The women picked the girls up and then transported them to Spokane, Washington by car, where they were found on December 1 in an AirBnb, according to federal court documents.
Polygamy and sexual abuse
The FLDS has long been run by Warren Jeffs, a notorious cult leader who has run the group from prison since 2006.
Bateman, who for years had tried to work his way into Jeff's inner circle, recently declared himself prophet, one of Warren Jeffs' sons previously told Insider.
While most members of the FLDS still consider Jeffs prophet, the FBI says Bateman now has a small group of 50 followers.
While Bateman has not been charged with federal sex trafficking charges, an affidavit filed in the case details allegations of sexual abuse of minor girls in the sect.
When the girls were placed into state care in September, federal investigators began reviewing some of their journals, which were seized from Bateman's homes.
The journal entries detailed kissing, sleeping with, and touching the 46-year-old Bateman. In interviews with the FBI, informants detailed some of Bateman's alleged treatment of his underage wives, including a wine-fueled orgy in which they were made to watch him have sex with their father before they were forced to have sex with other men.
One informant told investigators that Bateman complained to some of his wives that another one of his child brides — no older than 10 — was wetting the bed.

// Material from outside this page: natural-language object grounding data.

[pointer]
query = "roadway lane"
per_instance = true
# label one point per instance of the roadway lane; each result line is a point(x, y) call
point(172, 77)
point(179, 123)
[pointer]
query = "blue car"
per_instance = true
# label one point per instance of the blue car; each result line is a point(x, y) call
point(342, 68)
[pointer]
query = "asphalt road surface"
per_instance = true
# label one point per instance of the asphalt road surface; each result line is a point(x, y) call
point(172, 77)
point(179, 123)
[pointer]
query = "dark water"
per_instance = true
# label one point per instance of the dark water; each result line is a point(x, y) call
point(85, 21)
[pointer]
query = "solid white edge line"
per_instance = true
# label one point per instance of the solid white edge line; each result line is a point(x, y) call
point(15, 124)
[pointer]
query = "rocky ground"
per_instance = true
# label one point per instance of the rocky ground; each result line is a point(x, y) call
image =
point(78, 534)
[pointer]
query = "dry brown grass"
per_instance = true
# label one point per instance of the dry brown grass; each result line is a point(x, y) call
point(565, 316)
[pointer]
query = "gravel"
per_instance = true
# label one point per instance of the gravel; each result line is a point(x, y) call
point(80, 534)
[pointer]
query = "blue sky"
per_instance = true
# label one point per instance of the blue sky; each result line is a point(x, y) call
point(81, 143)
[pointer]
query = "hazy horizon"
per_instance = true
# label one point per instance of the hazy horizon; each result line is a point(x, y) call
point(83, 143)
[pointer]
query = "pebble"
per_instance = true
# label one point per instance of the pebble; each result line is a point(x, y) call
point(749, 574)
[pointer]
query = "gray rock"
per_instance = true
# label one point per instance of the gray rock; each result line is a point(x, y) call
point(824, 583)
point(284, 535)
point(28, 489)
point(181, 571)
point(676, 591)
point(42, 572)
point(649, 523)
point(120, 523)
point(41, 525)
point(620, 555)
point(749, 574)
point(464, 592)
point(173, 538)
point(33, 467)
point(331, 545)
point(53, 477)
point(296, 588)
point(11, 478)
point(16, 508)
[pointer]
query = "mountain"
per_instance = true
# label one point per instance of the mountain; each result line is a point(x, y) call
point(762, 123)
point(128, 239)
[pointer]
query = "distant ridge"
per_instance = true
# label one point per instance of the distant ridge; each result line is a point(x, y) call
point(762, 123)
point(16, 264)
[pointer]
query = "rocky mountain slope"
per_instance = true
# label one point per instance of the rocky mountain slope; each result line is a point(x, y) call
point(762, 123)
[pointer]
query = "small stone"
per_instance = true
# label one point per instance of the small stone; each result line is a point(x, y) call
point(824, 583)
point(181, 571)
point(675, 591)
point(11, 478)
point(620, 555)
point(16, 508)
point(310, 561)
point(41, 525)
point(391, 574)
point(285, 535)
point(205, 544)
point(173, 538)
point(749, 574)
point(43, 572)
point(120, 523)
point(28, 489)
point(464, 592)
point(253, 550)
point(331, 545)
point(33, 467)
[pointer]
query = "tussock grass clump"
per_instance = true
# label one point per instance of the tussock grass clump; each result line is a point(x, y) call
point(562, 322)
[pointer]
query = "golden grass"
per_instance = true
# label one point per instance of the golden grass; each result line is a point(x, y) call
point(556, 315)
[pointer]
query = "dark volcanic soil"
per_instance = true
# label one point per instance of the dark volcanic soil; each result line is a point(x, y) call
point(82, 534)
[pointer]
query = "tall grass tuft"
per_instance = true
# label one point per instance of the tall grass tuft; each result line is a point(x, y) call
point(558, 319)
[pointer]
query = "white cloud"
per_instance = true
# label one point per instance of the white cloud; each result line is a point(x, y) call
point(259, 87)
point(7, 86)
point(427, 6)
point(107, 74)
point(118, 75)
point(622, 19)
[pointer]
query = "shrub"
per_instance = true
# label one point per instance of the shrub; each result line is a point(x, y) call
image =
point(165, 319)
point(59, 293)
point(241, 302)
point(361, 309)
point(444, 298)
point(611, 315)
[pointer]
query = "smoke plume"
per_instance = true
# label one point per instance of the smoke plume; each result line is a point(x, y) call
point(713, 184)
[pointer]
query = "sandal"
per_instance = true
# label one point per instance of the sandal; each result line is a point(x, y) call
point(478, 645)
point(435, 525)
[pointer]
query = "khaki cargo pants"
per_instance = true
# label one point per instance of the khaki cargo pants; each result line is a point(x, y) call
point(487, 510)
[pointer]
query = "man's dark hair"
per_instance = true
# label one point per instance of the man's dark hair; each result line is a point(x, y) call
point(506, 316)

Bateman also told his own underage daughter he was meant to marry and impregnate her, and on several occasions kissed her inappropriately in front of other followers, according to the FBI report.
In initial forensic interviews, though, the girls didn't report sexual abuse, and Martin said she believes that the older girls were keeping the younger ones from talking.
It wasn't until a day before Thanksgiving that one of the nine girls in state care said that Bateman had sexually abused her, according to the FBI affidavit.
Days later, eight of the girls took off, prompting investigators to once again turn to electronic devices and journals they left behind for answers.
They learned the girls had been communicating with Bateman's older wives through a encrypted group chat on Signal.
In a journal entry on November 27, one girl wrote, "today is the day we go home," according to the affidavit.
A trial was scheduled for Bateman on Jan. 10, but his lawyers have requested more time to prepare.
Attorney Andrew Marcantel, who represents Bateman, told Insider he expects the trial to be postponed.